Mr. Wroe's Virgins
In 1830, in Lancashire, England, prophet John Wroe obtained from his congregation seven women, purportedly virgins, to provide him comfort and household assistance. Jane Rogers’ fictionalized account of the ensuing events is woven from the conflicting motives, ideas, beliefs and passions of those involved. This is dramatic material, with a vein of rich and subtle humor.
Rogers, who has four previously published novels, tells her tale in the voices of four of the seven women. Leah, secretly the mother of a baby boy fathered by a departed soldier, seeks to seduce Wroe in order to banish the other six women and rule the household. Joanna, called Saint Joanna by the others and pious enough to gladly serve God and Wroe, is an able administrator who immediately becomes the household supervisor. Hannah is a non-believer, intelligent and idealistic, with connections to the labor and utopian movements that are the secular counterparts to Wroe’s millennialist religion.
Finally, there is Martha, mute and dumb from a brutal childhood. Rogers portrays her in passages of modified stream of consciousness in which the interior monologue is punctuated by exterior voices so readers can see through Martha’s eyes but process the information independently of her: “(N)oises of things with voices. Hooting, crashing, sprinkling, spraying and sounds like gales breaking trees. I see men doing it. “Hush, Sister Martha,” Joanna tells me. “The musicians are playing…”
Wroe, a properly enigmatic villain, is silent with most of the women but engages Hannah in talk about her secular activities and her idealistic beliefs in the possibility of a better world. He becomes increasingly open to her and jokes wearily about one of the church Elders: “He would dispatch us all to hell, if he could, and reign alone himself with God.”
When Wroe visits Joanna’s bedchamber, the scene has the same dank darkness that was present when Dostoevsky’s Grand Inquisitor visited his prisoner’s jail cell. For those who wish to tap it, there is humor here: “With our bodies, we Thee worship,” Wroe says.
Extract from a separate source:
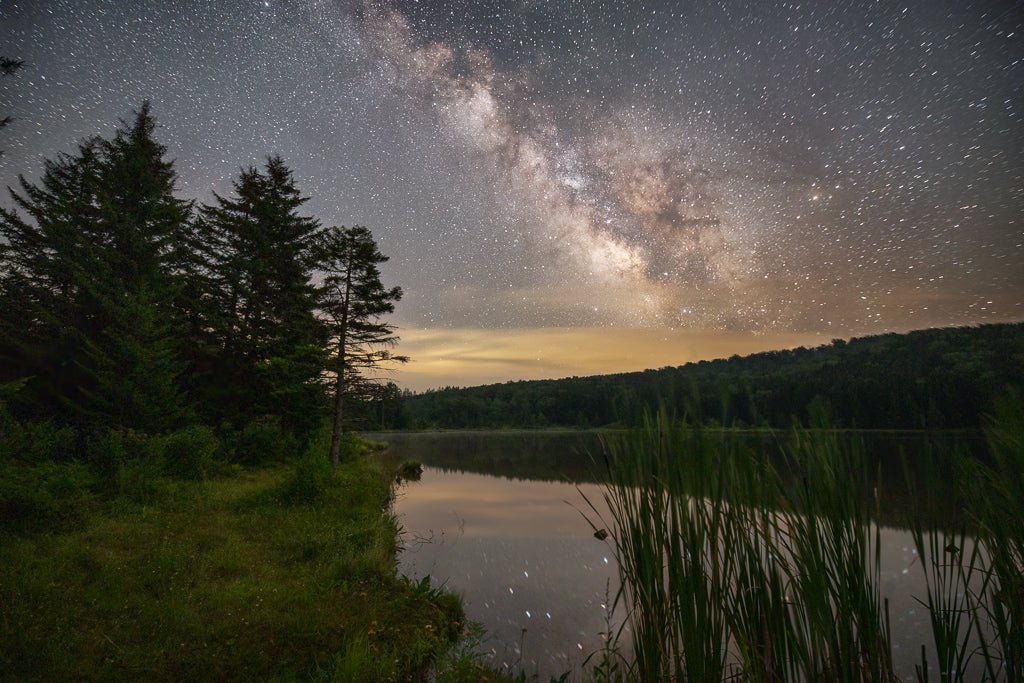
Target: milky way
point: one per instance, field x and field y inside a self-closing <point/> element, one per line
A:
<point x="834" y="169"/>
He tells Joanna their sexual union will return them to innocence even as they conceive the next child of God. Saint Joanna is gratified at the idea of bearing His child but shocked at the “angry leaping rod of purple flesh so terrible in its aspect” by which the deed is to be done.
Disaster, as prophesized by Wroe himself, arrives on schedule. Some faiths are shattered, some are transformed and some are affirmed. The American poet Robert Lowell wrote of “all these settings out/beginning in wisdom, ending in doubt.” Rogers has plumbed the process and found things of value.